Aaron Copland: Rodeo
Choreographer Cecil B. DeMille’s niece Agnes cut her teeth with Marie Rambert’s ballet company in England.
It was at the American Ballet Theatre, though, that she made her big mark, both in terms of commissioning and dancing. However, she made her name from this 1942 commission from Aaron Copland – telling the story of a cowgirl who comes to realise the importance of femininity in her role – for the Ballet Russe de Monte Carlo. Indeed, luckily for her, Messrs Rodgers and Hammerstein were at the premiere of Rodeo, and asked her to provide the choreography for their next project, entitled Oklahoma!
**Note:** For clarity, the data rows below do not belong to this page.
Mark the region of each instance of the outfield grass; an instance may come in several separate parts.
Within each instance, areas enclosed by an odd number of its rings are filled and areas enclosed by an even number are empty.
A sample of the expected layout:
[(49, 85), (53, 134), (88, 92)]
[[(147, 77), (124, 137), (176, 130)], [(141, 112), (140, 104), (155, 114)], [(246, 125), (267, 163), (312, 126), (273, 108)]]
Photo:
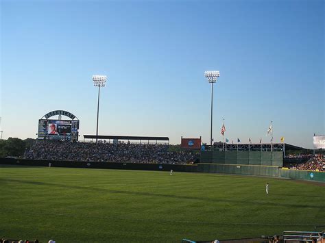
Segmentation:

What is less well known about the Rodeo score is that Copland’s role was more that of arranger than composer. Here he shows his genius for orchestration, using several familiar American folk melodies, with which his 1942 audience would certainly have been more familiar, such as the railroad tune ‘Sis Joe’, the cowboy song ‘If He’d be a Buckaroo’ and, most notably, in the Hoe Down section, an instrumental classic, 'McLeod’s Reel'. Even less well known is the fact that Agnes DeMille had chosen a number of the folk tunes herself before Copland arrived on the scene.
Recommended Recording
San Francisco Symphony Orchestra; Michael Tilson Thomas (conductor). RCA: 09026635112.